6. Set each factor equal to zero:
\(\sqrt{2}x + 5 = 0 \Rightarrow \sqrt{2}x = -5 \Rightarrow x = -\dfrac{5}{\sqrt{2}}\).
\(x + \sqrt{2} = 0 \Rightarrow x = -\sqrt{2}\).
Roots: \(x = -\dfrac{5}{\sqrt{2}}, -\sqrt{2}\).
1. To remove the fraction, multiply the whole equation by 8:
\(8(2x^2 - x + \dfrac{1}{8}) = 0 \Rightarrow 16x^2 - 8x + 1 = 0\).
2. Recognise this as a perfect square: \((4x)^2 = 16x^2\), \(-2 \cdot 4x \cdot 1 = -8x\), and \(1^2 = 1\). So:
\(16x^2 - 8x + 1 = (4x - 1)^2\).
3. Hence, we can write:
\((4x - 1)^2 = 0\).
4. Take square root on both sides (or directly set the factor equal to zero):
\(4x - 1 = 0 \Rightarrow 4x = 1 \Rightarrow x = \dfrac{1}{4}\).

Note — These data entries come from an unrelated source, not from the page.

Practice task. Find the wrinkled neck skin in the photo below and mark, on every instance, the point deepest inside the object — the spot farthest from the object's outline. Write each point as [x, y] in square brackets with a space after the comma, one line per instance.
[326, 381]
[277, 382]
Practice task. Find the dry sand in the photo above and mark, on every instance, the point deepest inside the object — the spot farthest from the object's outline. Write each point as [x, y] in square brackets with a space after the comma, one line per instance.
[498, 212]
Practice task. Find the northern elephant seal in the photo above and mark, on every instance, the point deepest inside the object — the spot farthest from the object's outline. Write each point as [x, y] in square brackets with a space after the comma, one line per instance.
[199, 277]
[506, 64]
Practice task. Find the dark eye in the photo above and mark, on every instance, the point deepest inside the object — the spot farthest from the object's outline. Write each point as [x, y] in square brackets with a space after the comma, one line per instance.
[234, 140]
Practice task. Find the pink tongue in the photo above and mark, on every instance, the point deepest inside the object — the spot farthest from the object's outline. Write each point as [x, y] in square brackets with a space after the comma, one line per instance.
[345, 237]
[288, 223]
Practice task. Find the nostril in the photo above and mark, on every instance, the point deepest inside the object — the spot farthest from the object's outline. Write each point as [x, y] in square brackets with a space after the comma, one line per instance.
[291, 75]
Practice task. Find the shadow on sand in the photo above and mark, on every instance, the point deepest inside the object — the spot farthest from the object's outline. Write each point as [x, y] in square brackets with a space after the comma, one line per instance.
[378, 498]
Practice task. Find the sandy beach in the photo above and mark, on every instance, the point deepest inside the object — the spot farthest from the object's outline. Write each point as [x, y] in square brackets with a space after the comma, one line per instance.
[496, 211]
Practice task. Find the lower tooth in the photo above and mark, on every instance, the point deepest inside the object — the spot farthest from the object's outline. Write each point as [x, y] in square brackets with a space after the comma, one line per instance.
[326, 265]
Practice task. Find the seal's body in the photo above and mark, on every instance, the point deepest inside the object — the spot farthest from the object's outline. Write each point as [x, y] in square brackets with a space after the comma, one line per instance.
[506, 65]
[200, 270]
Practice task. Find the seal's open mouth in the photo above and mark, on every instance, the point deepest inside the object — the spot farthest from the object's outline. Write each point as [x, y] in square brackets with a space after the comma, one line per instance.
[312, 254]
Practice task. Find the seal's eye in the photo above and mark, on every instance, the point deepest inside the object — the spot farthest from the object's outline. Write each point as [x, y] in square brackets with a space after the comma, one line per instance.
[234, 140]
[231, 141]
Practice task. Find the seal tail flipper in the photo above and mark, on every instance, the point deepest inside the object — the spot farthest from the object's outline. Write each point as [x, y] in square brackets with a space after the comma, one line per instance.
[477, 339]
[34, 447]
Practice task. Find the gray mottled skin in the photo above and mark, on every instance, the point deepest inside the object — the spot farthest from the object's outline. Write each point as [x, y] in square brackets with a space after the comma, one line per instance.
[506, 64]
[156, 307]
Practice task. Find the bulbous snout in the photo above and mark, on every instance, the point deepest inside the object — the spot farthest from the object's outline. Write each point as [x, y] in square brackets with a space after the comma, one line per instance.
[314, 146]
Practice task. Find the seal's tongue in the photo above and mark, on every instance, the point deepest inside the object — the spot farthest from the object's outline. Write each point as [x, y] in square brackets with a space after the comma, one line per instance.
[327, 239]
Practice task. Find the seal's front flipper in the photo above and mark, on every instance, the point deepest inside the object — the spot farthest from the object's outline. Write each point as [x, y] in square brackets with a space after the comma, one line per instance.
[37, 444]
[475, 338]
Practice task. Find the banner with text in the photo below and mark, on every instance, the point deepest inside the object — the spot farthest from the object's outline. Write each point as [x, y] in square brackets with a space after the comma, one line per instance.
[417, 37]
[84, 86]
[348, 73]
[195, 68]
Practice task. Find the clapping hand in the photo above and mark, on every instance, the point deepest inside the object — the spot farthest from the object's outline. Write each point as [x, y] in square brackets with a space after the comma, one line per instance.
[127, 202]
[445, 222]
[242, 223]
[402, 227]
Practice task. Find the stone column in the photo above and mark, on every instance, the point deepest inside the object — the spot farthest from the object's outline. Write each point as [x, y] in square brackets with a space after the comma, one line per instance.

5. Since the same factor appears twice, this is a repeated (double) root.
Root: \(x = \dfrac{1}{4}, \dfrac{1}{4}\).
1. Again, observe the pattern of a perfect square. Note that \((10x)^2 = 100x^2\), \(-2 \cdot 10x \cdot 1 = -20x\), and \(1^2 = 1\).
2. So, we can write:
\(100x^2 - 20x + 1 = (10x - 1)^2\).
3. Therefore, the equation becomes:
\((10x - 1)^2 = 0\).
4. Set the factor equal to zero:
\(10x - 1 = 0 \Rightarrow 10x = 1 \Rightarrow x = \dfrac{1}{10}\).
5. Here also, the factor is repeated, so there is a double root.
Root: \(x = \dfrac{1}{10}, \dfrac{1}{10}\).
Summary: By careful splitting of the middle term and recognising perfect-square patterns, we obtain all roots by factorisation.